Aeon’s End also seems to have come down with a rare case of expansion madness, to the point that I can barely parse the Kickstarter page. As far as I can tell, Aeon’s End: The New Age is the third standalone expansion in the series, not counting Aeon’s End: Legacy, and then there are five (five!) smaller expansions and “an amount” (a technical term) of Kickstarter promos.
I guess I’m putting it in the Games News out of guilt. This is a game we’re probably not going to cover again because there are just so many great new games coming out, but it’s worth mentioning here just for the community it’s developed and the extensive publisher support that it’s enjoying. If you like your co-op games, check it out! Apparently the Legacy game is a pretty good starting point for the series.
Matt: We should also remind people one more time that this Saturday we’ll be streaming Twilight Imperium, with all sorts of prepared overlays and other tech wizardry. If you haven’t already, click “Follow” on our Twitch page to get an email when we start streaming, and join in the fun.

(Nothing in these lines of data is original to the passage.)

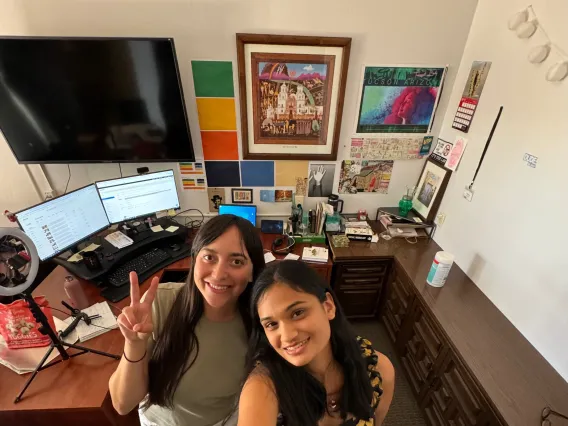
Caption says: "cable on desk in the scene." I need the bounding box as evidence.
[63,164,71,195]
[171,209,205,229]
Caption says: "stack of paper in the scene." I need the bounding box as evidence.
[65,302,118,342]
[105,231,134,249]
[302,247,329,263]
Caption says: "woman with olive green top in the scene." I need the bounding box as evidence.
[109,215,264,426]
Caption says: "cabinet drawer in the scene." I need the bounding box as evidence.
[438,352,490,426]
[339,260,391,276]
[337,289,380,318]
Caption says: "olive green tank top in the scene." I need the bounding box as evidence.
[143,283,247,426]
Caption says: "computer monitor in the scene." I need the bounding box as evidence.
[96,170,179,223]
[16,184,110,260]
[219,204,256,226]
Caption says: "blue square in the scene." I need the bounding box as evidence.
[241,161,274,186]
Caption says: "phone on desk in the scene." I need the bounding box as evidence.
[388,226,418,238]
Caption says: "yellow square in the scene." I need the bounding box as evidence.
[196,98,237,130]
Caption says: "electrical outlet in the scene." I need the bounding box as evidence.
[43,190,57,200]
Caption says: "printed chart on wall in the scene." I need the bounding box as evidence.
[350,135,431,160]
[179,163,207,191]
[452,61,491,133]
[338,160,394,194]
[355,66,447,136]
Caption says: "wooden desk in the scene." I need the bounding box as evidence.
[330,222,568,426]
[0,234,332,426]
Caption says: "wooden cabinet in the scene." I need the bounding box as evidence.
[333,260,391,318]
[381,269,500,426]
[381,268,414,342]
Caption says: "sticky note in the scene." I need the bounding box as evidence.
[195,98,237,130]
[260,189,276,203]
[284,253,300,260]
[274,160,308,186]
[191,61,235,98]
[205,161,241,187]
[201,131,239,160]
[241,161,274,186]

Right, see you later Quinns – I’m gonna get back to prepping for the big day!
Quinns: Ooh, finally, we have a new convention announcement!
This April, Matt and Quinns will be the guests of honour at Fastaval, Denmark’s biggest tabletop con. If you live nearby, why not come along?
(We have exactly one scheduled appointment so far, which is to play Flamme Rouge‘s secret next big expansion. I almost literally can’t wait.)